Combining Structural, Spectroscopic, and Biochemical Tools to Understand and Control Electronic Structure within f-Block Complexes and Clusters
Assistant Professor Korey Carter; Department of Chemistry, University of Iowa
The biological and physical chemistry of actinides is not only relevant to a number of applied problems, it has also revealed some outstanding selectivity and specificity features of both synthetic and natural systems for f-element binding. Understanding the fundamental bonding interactions of these selective metal assemblies presents a rich set of scientific challenges as well as opportunities to design new molecular architectures with specific applications in mind.

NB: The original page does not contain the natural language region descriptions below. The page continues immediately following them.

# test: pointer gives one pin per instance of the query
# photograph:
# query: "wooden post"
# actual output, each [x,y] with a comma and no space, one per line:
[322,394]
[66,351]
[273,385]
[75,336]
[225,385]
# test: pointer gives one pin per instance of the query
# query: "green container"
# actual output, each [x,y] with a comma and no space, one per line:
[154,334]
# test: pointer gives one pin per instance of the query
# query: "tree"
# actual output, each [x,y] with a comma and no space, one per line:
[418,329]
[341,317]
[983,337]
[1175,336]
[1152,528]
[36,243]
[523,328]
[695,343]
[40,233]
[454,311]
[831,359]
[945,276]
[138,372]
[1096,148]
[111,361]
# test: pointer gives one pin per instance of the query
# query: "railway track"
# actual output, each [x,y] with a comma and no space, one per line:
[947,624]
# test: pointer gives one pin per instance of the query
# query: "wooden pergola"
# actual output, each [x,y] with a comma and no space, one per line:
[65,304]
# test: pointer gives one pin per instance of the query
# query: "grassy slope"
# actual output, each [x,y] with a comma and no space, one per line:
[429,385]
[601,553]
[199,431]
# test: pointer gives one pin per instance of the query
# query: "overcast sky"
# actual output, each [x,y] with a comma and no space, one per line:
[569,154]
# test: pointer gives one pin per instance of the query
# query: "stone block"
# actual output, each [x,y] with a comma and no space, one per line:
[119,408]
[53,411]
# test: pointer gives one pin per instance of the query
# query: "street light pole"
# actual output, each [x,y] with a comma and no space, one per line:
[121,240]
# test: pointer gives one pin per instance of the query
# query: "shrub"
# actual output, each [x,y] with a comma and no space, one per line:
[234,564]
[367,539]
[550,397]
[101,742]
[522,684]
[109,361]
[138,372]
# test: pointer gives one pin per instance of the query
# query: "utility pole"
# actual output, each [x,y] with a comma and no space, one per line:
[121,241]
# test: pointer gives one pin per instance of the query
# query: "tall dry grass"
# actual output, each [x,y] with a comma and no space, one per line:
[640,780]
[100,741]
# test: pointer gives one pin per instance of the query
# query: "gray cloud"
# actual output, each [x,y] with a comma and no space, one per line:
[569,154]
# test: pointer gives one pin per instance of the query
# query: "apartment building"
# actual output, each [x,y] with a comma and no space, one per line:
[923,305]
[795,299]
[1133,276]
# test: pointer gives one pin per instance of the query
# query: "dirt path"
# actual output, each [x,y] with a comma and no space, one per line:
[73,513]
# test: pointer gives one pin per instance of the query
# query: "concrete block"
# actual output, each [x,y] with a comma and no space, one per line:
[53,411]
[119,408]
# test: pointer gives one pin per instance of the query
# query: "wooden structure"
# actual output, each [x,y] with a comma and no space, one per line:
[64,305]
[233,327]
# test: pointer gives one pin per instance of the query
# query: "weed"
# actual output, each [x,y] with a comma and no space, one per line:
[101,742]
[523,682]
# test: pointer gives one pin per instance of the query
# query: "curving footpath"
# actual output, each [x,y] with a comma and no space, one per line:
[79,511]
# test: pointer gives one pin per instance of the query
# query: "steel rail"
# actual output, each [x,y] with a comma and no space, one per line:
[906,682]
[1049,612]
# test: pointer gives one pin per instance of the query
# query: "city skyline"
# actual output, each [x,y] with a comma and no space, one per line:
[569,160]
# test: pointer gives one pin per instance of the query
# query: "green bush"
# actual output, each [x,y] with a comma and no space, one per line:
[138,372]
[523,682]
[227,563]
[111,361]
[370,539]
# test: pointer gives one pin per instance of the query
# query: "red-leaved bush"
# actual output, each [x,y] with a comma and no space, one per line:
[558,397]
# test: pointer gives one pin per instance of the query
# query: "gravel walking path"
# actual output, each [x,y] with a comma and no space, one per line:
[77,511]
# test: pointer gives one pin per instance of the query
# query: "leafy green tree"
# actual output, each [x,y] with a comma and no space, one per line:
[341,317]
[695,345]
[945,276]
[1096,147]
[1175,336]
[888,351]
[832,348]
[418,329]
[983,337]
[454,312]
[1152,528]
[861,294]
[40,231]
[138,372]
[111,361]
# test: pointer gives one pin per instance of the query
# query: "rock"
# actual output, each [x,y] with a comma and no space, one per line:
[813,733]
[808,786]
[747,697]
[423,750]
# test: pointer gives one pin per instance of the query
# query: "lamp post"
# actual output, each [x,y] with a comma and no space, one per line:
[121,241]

Our experimental approach uses a combination of structural, spectroscopic, and biochemical studies to characterize the selective binding of f-block metal ions by biomimetic hard oxygen-donor architectures and polyoxometalate (POMs) clusters. X-ray diffraction (XRD) and X-ray absorption studies (XAS) will be emphasized as these techniques have allowed for a pathway to explore the structural chemistry of some of the most exotic natural (AcIII) and synthetic (EsIII) radionuclides in the periodic table. EPR spectroscopy results will be highlighted as these have been used to definitively confirm and understand the behavior of the dioxygen radicals stabilized in actinide polyoxometalate species. Finally, preliminary efforts to tune f-element POMs so that they can harness atomic clock transitions for quantum information science applications will be described as well.